VIRIL

Manifeste
VIRIL
Hier soir j’étais à Béthune, petite ville du Nord. Je suis allée voir VIRIL, spectacle féministe, d’un féminisme radical, peut-on dire. Trois femmes, pas n’importe lesquelles, Beatrice Dalle, Virginie Despentes et la rappeuse Casey. Trois styles complètement différents. Trois noms qui parlent d’eux-mêmes, ou d’elles-mêmes après tout. Une brune, une blanche, une noire. Trois voix qui portent. Trois parcours de vies distinctes, et pourtant… Elles font corps, trois corps politiques mis en scène par le réalisateur David Bobée, directeur du Théâtre du Nord. Voilà, la scène a été saisissante, sur fond de concert et de fumée, le groupe Zéro accompagnait la lecture des textes choisis, textes engagés, militants, déconcertants, émouvants.

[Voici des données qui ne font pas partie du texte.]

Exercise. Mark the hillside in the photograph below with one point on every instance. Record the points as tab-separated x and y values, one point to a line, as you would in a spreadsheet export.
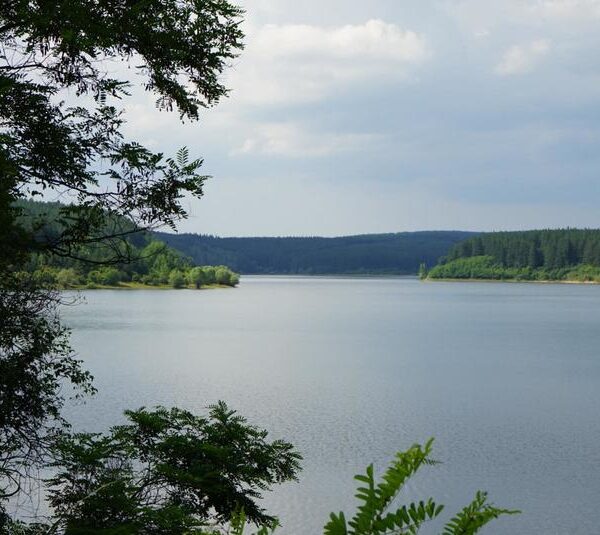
545	255
399	253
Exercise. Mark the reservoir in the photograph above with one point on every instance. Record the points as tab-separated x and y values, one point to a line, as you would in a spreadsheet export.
506	377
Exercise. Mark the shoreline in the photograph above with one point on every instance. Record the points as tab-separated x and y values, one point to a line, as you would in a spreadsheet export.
139	286
513	281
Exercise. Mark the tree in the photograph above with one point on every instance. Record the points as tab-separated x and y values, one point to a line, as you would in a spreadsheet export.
176	279
115	187
195	277
167	471
375	517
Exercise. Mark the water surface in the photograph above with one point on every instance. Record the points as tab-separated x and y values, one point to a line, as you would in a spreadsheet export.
506	377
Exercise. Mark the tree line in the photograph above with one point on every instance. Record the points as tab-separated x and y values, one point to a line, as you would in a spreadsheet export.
164	470
394	253
141	258
563	254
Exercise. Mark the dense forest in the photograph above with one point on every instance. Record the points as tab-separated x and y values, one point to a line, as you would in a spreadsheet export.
565	254
399	253
143	260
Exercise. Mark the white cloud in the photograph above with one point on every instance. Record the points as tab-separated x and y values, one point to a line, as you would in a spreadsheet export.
563	9
520	59
303	63
290	140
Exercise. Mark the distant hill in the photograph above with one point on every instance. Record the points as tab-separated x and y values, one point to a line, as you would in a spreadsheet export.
399	253
562	254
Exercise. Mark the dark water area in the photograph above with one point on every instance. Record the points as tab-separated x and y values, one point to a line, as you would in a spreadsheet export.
506	377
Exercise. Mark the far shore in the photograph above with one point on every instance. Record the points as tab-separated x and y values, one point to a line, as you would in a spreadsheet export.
514	281
140	286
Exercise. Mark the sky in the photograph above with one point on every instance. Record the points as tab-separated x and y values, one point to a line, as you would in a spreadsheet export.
350	117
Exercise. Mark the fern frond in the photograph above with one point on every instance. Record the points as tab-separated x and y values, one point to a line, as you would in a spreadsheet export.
475	516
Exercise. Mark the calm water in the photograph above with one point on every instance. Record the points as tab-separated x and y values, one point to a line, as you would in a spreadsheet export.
505	376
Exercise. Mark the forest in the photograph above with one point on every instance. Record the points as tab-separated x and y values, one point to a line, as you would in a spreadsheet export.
394	253
158	470
542	255
142	260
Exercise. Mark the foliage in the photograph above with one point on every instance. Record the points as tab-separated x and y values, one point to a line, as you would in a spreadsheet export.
167	471
374	517
400	253
545	249
486	267
112	187
35	363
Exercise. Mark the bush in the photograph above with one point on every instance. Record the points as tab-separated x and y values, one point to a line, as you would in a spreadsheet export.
176	279
106	276
68	278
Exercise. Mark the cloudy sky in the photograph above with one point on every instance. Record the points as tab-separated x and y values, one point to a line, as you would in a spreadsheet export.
353	117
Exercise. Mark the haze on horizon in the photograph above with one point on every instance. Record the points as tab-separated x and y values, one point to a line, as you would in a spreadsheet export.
351	117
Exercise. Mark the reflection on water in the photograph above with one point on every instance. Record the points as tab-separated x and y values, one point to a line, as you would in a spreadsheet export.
505	376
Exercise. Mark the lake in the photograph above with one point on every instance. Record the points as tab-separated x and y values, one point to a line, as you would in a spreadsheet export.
506	377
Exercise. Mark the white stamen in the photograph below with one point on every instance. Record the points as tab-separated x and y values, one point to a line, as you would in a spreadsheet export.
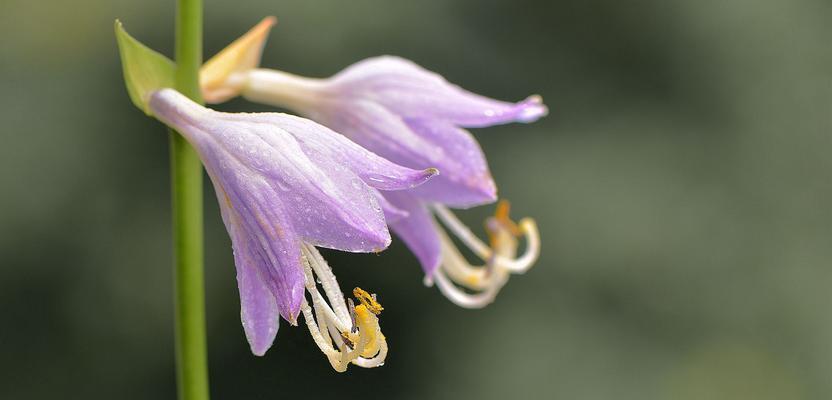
472	286
332	326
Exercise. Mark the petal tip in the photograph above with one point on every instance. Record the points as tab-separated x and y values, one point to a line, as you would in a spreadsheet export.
532	109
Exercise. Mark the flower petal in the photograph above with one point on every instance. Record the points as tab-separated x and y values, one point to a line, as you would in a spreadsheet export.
417	230
411	91
464	178
330	148
261	236
258	307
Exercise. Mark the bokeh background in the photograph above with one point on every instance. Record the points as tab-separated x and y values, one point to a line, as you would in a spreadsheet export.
681	184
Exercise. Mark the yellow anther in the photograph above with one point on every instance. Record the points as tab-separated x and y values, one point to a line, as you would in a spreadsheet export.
368	328
367	301
501	222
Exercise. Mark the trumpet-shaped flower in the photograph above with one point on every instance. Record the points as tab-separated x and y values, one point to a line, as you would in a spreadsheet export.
416	118
285	185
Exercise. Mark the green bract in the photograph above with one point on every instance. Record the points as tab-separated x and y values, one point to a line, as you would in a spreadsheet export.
145	70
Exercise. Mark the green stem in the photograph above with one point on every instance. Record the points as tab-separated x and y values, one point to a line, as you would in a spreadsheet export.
186	189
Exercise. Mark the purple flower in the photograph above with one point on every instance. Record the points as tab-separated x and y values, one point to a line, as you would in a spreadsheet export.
285	185
415	118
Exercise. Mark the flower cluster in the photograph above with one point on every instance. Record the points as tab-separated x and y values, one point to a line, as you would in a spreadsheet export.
388	147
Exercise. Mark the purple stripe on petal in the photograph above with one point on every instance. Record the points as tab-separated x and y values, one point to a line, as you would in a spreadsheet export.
258	308
417	230
411	91
465	180
332	148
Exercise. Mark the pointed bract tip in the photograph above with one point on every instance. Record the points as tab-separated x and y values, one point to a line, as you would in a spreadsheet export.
216	75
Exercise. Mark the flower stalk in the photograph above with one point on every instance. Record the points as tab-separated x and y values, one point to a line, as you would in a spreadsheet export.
186	191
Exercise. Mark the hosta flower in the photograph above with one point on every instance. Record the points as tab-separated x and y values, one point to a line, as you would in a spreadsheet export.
285	185
415	118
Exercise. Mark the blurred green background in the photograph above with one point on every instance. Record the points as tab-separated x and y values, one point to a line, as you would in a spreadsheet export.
681	184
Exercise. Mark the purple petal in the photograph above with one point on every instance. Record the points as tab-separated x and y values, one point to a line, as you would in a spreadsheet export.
391	213
464	180
418	230
411	91
331	148
258	308
261	236
326	203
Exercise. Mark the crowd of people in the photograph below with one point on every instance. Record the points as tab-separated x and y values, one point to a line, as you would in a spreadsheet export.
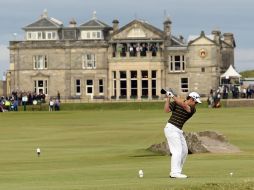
228	91
138	49
21	98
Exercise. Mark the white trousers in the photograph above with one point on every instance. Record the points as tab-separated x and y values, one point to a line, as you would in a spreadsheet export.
178	147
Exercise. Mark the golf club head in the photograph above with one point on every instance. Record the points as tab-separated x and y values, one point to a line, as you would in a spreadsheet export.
163	91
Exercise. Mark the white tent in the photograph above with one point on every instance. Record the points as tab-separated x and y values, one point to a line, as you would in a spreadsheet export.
229	75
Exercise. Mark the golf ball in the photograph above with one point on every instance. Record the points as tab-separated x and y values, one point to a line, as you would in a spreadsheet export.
141	173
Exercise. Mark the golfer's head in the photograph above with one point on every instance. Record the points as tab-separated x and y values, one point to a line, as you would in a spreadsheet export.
194	97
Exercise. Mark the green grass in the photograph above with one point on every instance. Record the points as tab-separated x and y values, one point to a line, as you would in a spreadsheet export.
104	149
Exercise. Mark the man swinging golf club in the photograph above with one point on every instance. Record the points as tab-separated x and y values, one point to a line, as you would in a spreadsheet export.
181	110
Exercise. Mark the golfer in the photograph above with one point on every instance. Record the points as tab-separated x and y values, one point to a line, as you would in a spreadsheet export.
181	110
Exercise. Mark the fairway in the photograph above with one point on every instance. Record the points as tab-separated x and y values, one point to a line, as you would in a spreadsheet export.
105	149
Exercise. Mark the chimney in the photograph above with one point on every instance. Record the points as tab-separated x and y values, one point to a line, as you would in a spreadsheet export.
217	36
167	27
72	23
115	25
229	39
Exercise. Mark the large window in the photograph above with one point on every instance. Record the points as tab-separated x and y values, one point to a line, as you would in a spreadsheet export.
134	84
89	87
89	61
41	35
123	84
40	62
154	83
78	87
114	83
176	63
101	87
144	82
185	84
91	34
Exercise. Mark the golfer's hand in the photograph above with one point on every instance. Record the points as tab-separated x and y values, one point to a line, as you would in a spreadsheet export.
170	94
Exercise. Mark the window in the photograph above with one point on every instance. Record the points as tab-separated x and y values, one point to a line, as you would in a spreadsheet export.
89	87
153	83
89	61
134	84
40	62
184	84
114	83
42	35
177	63
78	89
101	89
91	34
123	84
88	35
144	83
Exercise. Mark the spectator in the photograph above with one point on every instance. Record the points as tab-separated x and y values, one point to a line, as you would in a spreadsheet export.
51	104
57	105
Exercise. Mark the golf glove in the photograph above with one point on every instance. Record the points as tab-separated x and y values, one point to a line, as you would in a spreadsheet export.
170	94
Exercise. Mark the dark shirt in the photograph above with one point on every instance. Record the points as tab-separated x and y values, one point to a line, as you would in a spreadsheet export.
179	115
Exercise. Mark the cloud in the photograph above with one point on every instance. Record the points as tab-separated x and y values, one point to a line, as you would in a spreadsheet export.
4	58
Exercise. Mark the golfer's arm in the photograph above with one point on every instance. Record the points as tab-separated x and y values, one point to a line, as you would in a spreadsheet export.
181	103
166	105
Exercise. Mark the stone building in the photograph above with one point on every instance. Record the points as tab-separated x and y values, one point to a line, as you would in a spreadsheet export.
94	60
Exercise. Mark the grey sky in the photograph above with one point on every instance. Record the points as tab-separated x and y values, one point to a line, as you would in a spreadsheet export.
189	17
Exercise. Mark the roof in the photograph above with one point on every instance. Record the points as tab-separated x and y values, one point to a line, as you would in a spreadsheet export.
231	73
143	23
94	23
45	22
194	37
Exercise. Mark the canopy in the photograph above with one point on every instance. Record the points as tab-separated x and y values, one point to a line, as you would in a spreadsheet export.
230	74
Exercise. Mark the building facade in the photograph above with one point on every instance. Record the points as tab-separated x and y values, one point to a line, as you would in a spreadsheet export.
95	60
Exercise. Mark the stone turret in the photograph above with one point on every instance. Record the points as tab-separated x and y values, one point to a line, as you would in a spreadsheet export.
217	36
167	27
229	39
167	31
115	25
72	23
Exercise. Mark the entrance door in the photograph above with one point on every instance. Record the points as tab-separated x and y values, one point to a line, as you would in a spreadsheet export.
41	86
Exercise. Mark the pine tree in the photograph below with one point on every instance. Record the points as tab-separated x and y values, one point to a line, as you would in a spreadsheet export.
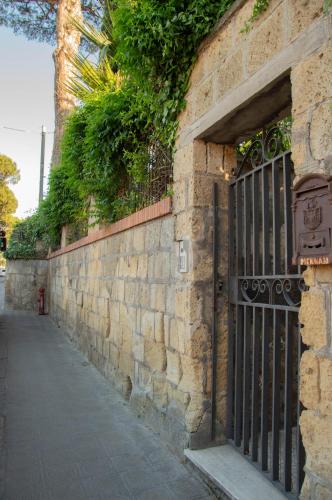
50	21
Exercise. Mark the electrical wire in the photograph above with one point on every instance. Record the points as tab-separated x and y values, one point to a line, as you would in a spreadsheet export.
13	129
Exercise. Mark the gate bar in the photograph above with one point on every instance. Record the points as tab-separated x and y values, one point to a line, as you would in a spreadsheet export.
214	307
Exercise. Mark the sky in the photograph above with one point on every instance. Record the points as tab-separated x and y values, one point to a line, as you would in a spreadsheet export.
26	102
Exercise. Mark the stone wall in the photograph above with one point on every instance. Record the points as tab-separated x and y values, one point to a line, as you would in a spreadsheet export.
235	88
23	280
117	299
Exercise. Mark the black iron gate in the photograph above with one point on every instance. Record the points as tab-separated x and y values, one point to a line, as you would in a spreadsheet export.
265	292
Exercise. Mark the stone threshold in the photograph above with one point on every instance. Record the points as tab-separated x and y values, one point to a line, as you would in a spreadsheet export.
159	209
233	474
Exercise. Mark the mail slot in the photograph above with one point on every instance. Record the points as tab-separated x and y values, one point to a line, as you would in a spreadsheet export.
312	219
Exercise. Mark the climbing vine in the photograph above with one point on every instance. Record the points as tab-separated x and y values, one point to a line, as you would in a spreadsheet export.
259	7
109	137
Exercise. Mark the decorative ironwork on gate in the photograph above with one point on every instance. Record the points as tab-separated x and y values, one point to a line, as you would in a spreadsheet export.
265	294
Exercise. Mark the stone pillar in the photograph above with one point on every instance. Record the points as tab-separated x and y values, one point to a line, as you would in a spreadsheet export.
197	167
312	152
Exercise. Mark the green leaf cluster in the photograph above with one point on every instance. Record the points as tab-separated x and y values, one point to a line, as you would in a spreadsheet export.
108	140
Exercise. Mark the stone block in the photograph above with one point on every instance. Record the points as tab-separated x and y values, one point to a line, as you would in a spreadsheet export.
159	390
183	162
162	265
174	334
142	268
200	191
323	274
218	49
193	375
313	316
139	239
159	332
181	302
180	195
167	232
143	294
325	372
138	347
152	236
311	80
203	97
131	295
126	364
230	75
309	387
320	132
155	355
158	297
323	492
147	324
317	439
195	412
301	14
266	40
215	158
198	345
174	372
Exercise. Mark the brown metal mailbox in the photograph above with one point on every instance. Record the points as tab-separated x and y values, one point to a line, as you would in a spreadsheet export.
312	219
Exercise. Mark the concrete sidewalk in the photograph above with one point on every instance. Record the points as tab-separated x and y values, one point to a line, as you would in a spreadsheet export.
68	433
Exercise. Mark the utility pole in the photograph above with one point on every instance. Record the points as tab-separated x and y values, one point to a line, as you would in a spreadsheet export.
42	162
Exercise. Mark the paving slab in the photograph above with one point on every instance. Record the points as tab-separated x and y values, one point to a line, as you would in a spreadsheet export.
68	433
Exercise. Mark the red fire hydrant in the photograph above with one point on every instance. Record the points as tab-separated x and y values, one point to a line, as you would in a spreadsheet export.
41	301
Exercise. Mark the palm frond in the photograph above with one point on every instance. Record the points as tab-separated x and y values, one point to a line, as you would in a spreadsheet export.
99	38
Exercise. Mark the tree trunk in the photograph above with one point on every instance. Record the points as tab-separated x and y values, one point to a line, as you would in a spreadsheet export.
68	40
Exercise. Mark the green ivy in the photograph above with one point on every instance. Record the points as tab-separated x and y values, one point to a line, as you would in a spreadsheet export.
259	7
108	139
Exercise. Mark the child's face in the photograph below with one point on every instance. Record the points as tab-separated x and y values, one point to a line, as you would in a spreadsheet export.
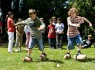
32	15
51	22
73	14
89	38
58	21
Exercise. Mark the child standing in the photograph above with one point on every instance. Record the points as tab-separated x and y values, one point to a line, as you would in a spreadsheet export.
27	33
11	30
52	34
87	43
73	35
35	31
19	35
43	31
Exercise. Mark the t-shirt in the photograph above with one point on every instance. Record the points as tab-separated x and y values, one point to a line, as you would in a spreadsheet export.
44	27
51	31
59	27
20	29
34	25
10	26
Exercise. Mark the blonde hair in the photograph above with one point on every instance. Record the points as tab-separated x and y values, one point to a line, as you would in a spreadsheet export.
89	36
72	10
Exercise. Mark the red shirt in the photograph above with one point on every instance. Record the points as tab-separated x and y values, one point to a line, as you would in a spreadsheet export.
51	32
10	25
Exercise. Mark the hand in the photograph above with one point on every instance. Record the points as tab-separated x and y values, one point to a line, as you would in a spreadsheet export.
78	25
90	24
33	16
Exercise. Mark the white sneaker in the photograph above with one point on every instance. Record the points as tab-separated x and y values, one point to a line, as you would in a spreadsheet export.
16	50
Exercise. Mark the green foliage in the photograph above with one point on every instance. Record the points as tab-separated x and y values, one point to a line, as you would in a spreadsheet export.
13	61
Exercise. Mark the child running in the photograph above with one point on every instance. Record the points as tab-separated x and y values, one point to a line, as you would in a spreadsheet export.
73	35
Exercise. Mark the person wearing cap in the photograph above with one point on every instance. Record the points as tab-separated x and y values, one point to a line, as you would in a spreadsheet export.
34	24
59	32
19	35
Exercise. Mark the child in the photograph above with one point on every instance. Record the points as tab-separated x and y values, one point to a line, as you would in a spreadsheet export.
87	43
59	32
35	32
19	35
73	34
0	31
11	30
43	31
52	34
27	33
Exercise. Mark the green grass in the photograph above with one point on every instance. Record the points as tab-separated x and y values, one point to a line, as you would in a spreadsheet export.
13	61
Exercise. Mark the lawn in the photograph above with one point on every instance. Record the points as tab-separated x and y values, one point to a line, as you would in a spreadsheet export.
13	61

Le public ne moufetait pas, après chaque lecture criée sous forme de manifeste, pas d’applaudissement. Des rires jaunes pour les hommes « virils » dans la salle, l’attaque était frontale. Considérés comme un moins que rien. Petite trouvaille rigolote (ça dépend pour qui !), dans un de ces textes, on entend que l’Y mâle, est un X dont il manque un bout ! C’est l’homme qui n’a pas… le penisneid est une blague ! L’homme est un X manqué, une femme manquée autrement dit! Toujours une guerre des sexes dans l’air : qui est l’homme ? VIRIL, disent-elles. Les lectures s’enchaînaient, se déchaînaient, la musique sur scène est de plus en plus forte, mais on entend tout ce que se dit, chaque mot, chaque phrase, nous sommes suspendus au cri du texte. De ma place de « femme blanche, privilégiée et pas trop militante féministe », je me demandais où j’étais, est-ce que cela me parlait, me concernait ? Sans doute que la guerre est honnête à l’égard de certaines minorités, qu’il y a des abus qui ne doivent pas exister. Ça ne se discute pas. Mais le ton revendicatif ou exclusif de ce type de féminisme radical reste pour moi une difficulté, comme si le risque était de perdre l’Altérité, l’Autre sexe et de se contenter de rester entre-soi. Or, mon militantisme, mon engagement ou mon fantasme, car cela revient au même, n’a qu’un seul nom, c’est celui de la liberté, que chacun et chacune puisse aller au plus près de son désir, d’un désir averti et responsable, et qu’à cela, on ne cède pas.